4. Dos juros indemnizatórios

A Requerente pediu a condenação da A.T.A. a devolver o tributo indevidamente pago, acrescido de juros indemnizatórios.

O artigo 43.º n.º 1 da LGT estabelece que «são devidos juros indemnizatórios quando se determine, em reclamação graciosa ou impugnação judicial, que houve erro imputável aos serviços de que resulte pagamento da dívida tributária em montante superior ao legalmente devido».
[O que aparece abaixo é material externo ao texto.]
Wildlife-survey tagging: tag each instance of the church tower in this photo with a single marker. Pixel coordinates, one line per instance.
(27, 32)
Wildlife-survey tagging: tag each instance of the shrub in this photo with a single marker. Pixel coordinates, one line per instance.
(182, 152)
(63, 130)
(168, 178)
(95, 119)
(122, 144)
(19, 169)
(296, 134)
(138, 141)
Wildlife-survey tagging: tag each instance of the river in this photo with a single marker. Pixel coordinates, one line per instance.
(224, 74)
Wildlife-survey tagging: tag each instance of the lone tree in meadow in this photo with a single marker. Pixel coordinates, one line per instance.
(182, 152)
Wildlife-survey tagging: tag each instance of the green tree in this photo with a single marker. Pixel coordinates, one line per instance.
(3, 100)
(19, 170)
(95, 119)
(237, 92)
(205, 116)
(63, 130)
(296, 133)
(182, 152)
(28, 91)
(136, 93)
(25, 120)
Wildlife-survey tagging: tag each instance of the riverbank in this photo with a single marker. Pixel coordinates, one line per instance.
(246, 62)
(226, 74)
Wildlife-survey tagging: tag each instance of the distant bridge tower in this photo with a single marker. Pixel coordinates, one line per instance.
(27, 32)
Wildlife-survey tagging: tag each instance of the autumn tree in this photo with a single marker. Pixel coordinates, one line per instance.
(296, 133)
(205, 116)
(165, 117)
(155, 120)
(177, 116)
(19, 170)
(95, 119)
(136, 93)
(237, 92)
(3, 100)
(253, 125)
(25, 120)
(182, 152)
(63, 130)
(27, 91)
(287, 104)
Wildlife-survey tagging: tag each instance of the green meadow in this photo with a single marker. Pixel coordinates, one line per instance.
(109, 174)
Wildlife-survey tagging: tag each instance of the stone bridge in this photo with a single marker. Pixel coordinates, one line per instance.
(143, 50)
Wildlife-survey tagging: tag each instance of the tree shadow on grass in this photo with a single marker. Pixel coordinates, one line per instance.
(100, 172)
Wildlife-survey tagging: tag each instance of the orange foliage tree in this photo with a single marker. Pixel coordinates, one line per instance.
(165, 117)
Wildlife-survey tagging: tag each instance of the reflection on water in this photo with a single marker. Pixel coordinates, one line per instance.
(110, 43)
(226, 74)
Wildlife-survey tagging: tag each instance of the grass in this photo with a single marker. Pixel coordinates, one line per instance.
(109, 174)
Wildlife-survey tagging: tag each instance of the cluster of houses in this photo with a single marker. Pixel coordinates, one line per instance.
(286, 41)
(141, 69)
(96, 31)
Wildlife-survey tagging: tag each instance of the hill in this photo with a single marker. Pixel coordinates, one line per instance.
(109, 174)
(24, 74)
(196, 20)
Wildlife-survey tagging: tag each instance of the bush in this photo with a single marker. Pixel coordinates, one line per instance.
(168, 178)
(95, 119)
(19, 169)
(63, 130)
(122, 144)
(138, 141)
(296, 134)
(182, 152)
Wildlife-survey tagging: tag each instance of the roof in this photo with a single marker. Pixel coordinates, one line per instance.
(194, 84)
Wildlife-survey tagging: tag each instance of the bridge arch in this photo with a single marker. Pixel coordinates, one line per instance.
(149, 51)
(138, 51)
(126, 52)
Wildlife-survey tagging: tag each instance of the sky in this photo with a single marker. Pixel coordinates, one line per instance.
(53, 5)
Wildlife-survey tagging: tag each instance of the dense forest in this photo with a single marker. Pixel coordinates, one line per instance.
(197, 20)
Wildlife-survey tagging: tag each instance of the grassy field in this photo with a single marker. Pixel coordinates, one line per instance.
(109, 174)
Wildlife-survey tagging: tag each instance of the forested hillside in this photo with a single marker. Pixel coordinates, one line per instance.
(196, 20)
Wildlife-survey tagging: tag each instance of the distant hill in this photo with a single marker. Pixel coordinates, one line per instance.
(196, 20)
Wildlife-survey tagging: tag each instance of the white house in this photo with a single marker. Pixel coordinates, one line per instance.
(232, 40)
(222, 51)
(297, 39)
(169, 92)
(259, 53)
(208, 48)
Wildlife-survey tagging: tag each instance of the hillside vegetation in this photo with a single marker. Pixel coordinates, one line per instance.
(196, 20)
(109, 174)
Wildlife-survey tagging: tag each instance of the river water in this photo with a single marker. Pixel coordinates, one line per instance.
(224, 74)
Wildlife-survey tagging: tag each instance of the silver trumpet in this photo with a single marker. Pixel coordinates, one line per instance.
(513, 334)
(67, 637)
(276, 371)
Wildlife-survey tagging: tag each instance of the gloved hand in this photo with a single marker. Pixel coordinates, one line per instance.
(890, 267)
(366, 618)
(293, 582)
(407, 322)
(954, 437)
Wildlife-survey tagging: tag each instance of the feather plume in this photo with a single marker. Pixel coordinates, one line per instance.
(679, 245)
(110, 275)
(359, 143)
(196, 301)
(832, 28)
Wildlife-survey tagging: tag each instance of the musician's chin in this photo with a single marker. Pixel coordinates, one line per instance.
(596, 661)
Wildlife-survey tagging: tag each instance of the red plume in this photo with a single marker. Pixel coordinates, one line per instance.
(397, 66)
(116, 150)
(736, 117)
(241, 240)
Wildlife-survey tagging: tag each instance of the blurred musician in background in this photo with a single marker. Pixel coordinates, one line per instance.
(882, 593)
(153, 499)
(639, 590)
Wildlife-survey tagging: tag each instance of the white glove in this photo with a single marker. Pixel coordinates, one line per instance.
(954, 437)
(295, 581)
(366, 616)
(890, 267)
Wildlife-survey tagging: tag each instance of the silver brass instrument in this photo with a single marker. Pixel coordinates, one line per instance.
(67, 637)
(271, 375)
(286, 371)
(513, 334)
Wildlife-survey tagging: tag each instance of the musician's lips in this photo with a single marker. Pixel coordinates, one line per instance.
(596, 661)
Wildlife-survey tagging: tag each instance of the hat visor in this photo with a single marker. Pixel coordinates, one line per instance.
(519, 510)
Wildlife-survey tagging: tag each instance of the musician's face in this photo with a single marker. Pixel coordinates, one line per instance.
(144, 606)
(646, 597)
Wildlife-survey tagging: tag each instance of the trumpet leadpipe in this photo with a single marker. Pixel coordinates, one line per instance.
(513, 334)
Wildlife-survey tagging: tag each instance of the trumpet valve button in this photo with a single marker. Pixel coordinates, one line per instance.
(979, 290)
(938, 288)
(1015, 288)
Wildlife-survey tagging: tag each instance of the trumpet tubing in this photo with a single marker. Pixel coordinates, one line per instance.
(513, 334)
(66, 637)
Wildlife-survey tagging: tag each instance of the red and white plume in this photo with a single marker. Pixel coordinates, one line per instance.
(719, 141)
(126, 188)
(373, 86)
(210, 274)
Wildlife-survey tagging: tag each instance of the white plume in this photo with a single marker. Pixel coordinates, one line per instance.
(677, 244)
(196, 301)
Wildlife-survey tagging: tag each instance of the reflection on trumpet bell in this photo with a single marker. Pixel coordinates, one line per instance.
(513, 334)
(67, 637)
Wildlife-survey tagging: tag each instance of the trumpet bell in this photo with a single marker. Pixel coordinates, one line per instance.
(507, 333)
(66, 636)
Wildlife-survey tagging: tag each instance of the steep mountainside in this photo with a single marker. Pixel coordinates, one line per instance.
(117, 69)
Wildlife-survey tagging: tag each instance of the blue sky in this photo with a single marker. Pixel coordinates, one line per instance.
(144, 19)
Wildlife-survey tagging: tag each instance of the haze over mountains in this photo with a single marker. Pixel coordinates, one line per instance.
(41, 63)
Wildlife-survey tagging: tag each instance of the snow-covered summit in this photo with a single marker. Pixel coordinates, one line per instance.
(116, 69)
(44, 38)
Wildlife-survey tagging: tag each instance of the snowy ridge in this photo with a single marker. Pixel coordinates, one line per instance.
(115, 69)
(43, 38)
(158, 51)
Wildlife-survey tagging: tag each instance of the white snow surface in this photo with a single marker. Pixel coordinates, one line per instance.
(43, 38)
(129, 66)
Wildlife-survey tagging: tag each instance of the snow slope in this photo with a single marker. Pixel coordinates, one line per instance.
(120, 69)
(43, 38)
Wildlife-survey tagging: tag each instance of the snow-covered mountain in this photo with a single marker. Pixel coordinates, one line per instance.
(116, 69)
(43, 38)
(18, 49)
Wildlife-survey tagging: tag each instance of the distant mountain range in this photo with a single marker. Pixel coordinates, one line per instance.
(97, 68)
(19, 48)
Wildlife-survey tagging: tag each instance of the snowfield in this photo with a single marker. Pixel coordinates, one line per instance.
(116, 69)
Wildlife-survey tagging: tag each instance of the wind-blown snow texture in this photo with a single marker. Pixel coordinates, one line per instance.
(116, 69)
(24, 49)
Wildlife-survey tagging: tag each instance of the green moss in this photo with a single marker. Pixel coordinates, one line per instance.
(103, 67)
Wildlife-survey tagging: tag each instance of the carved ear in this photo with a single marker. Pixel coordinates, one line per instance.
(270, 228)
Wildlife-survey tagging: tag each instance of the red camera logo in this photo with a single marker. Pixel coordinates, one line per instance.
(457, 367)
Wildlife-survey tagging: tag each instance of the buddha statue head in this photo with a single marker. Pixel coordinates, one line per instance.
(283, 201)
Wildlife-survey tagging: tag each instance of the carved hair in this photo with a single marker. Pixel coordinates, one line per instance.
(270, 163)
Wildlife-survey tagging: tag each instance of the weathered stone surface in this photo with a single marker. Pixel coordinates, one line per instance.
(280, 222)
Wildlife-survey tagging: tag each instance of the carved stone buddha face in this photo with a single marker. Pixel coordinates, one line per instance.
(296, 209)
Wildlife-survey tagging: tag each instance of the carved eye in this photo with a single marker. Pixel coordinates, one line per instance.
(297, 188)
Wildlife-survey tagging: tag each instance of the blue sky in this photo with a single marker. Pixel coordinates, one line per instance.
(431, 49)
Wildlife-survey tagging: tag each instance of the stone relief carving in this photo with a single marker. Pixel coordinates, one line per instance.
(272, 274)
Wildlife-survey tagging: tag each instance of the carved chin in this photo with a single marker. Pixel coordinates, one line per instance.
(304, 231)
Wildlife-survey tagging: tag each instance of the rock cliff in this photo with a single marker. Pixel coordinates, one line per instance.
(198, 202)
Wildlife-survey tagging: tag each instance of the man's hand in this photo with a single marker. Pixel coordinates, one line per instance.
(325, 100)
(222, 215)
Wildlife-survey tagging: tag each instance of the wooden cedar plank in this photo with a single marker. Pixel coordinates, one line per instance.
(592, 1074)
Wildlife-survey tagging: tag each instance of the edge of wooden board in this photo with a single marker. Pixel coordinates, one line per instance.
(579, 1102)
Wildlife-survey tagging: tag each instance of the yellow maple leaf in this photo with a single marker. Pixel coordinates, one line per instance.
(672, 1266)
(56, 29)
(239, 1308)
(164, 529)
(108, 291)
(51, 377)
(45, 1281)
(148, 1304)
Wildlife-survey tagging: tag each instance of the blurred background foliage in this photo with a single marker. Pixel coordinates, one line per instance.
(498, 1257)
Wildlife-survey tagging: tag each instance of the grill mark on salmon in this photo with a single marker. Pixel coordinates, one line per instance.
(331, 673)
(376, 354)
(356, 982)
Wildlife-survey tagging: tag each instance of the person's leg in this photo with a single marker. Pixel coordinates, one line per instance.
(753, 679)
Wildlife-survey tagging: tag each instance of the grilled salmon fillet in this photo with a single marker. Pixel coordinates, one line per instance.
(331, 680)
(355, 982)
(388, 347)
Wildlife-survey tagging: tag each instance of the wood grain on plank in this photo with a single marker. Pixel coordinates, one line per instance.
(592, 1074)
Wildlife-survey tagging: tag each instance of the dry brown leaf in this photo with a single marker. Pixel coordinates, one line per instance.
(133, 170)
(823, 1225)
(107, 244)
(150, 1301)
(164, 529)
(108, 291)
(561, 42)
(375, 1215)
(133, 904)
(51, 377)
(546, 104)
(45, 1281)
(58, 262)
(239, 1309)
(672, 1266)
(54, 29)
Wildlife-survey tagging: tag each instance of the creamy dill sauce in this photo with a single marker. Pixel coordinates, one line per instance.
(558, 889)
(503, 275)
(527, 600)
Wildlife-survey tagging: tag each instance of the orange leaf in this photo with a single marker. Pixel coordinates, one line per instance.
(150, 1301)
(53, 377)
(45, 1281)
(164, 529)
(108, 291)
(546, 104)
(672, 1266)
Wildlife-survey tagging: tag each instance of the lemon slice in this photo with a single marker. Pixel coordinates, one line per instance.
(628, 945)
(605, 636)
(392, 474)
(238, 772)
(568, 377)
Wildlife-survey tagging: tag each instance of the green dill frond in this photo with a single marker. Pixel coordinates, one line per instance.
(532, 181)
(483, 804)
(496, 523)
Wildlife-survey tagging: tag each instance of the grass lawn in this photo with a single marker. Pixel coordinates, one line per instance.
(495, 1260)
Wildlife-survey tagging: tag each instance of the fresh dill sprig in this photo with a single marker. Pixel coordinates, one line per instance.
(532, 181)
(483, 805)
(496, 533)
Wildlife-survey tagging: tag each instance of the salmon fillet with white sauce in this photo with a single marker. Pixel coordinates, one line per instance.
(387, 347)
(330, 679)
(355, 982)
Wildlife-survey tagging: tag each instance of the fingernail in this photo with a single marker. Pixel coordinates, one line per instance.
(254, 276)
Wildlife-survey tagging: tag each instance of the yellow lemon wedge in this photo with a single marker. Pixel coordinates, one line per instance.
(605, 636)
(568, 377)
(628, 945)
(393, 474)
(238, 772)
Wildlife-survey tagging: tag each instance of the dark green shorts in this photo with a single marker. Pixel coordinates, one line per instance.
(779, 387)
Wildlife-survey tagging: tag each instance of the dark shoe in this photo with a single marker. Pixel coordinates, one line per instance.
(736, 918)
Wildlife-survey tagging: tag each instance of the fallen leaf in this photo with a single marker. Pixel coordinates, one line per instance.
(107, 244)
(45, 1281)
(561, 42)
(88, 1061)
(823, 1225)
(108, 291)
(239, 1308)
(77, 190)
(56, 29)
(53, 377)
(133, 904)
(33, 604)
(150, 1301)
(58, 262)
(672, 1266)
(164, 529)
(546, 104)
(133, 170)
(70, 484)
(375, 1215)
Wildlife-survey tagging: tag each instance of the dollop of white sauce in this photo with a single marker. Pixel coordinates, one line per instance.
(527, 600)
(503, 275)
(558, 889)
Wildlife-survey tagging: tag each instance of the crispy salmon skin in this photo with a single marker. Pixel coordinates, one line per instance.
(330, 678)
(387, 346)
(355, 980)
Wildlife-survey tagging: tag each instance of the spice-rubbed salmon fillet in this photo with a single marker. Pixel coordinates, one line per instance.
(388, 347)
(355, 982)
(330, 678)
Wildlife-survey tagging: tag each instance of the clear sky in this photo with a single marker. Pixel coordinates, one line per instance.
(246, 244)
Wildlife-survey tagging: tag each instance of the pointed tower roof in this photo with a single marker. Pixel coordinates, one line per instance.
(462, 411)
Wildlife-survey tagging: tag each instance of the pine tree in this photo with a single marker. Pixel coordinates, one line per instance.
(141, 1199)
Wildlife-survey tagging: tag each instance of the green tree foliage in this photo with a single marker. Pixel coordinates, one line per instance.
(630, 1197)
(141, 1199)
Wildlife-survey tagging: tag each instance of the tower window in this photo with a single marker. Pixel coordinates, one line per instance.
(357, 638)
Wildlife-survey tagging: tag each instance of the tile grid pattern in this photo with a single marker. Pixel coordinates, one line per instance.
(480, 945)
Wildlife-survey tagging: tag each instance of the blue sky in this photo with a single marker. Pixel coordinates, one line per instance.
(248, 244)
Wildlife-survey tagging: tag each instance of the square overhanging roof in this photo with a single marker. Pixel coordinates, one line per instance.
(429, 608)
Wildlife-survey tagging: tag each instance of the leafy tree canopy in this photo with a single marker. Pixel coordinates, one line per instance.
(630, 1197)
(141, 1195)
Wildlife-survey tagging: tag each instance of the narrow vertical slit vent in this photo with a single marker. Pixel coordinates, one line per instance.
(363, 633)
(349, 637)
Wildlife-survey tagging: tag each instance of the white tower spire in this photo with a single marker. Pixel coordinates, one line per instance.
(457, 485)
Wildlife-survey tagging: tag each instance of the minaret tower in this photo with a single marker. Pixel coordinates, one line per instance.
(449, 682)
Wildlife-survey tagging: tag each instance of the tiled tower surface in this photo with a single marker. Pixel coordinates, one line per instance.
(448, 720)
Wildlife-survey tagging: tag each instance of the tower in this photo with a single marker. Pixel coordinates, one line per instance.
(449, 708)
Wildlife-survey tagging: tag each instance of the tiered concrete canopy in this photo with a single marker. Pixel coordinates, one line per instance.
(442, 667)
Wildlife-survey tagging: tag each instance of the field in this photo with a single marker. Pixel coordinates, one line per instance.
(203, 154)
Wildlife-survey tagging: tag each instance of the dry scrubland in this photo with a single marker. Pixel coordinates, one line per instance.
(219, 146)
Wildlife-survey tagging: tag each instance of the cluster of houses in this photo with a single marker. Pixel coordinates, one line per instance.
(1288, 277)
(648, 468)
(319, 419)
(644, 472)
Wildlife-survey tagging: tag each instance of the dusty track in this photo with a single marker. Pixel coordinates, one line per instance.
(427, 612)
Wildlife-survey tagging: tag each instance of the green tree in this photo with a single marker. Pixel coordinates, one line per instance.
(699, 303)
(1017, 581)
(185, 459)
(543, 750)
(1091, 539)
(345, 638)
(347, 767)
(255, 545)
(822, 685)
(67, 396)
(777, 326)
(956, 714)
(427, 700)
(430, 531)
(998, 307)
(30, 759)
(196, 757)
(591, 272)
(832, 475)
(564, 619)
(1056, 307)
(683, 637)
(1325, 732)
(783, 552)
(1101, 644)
No caso em apreço, o erro que afeta a liquidação é imputável à Autoridade Tributária e Aduaneira que praticou os atos de liquidação por sua iniciativa, pelo que a Requerente tem direito a juros indemnizatórios desde a data do pagamento de cada uma das quantias até reembolso, à taxa legal supletiva, nos termos dos artigos 43.º, n.ºs 1 e 4, e 35.º, n.º 10, da LGT, artigo 559.º do Código Civil e Portaria n.º 291/2003, de 8 de Abril.

Como resulta do referido artigo 43.º n.º 1 da LGT, o direito a juros indemnizatórios depende do pagamento de dívida tributária em montante indevido.

Enfermando de ilegalidade a liquidação de IMI n.º 2013 …, correspondente à terceira prestação de IMI do ano de 2013, são devidos juros indemnizatórios desde a data do pagamento em excesso até ao integral reembolso por parte da AT, nos termos dos artigos 43º da LGT e 61º n.º 2 do CPPT.

 

5. Decisão

Em face do exposto, determina-se:

a)      julgar procedente o pedido formulado pela Requerente no presente processo arbitral tributário, quanto à ilegalidade da liquidação de IMI n.º 2013 …, no valor de 3.675,31€;

b)      condenar a A.T.A. no reembolso do valor pago em excesso pela Requerente;

c)      condenar a A.T.A. no pagamento à Requerente de juros indemnizatórios, calculados desde a data do pagamento do excesso de IMI de 2013 até à data do seu reembolso à Requerente.

 

6. Valor do processo:

De acordo com o disposto no artigo 315º, n.º 2, do CPC e 97º-A, n.º 1, alínea a) do CPPT e 3º, n.º 2 do Regulamento de Custas nos Processos de Arbitragem Tributária fixa-se o valor da ação em 3.675,31€.

 

7. Custas:

Nos termos do artigo 22º, n.º 4, do RJAT, e da Tabela I anexa ao Regulamento das Custas nos Processos de Arbitragem Tributária, fixa-se o montante das custas em 612,00 €, a suportar pela Autoridade Tributária e Aduaneira.

 

Notifique.

Braga, 11 de novembro de 2015.

Texto elaborado por computador, nos termos do artigo 138º, n.º 5 do Código do Processo Civil (CPC), aplicável por remissão do artigo 29º, n.º 1, alínea e) do Regime de Arbitragem Tributária, por mim revisto.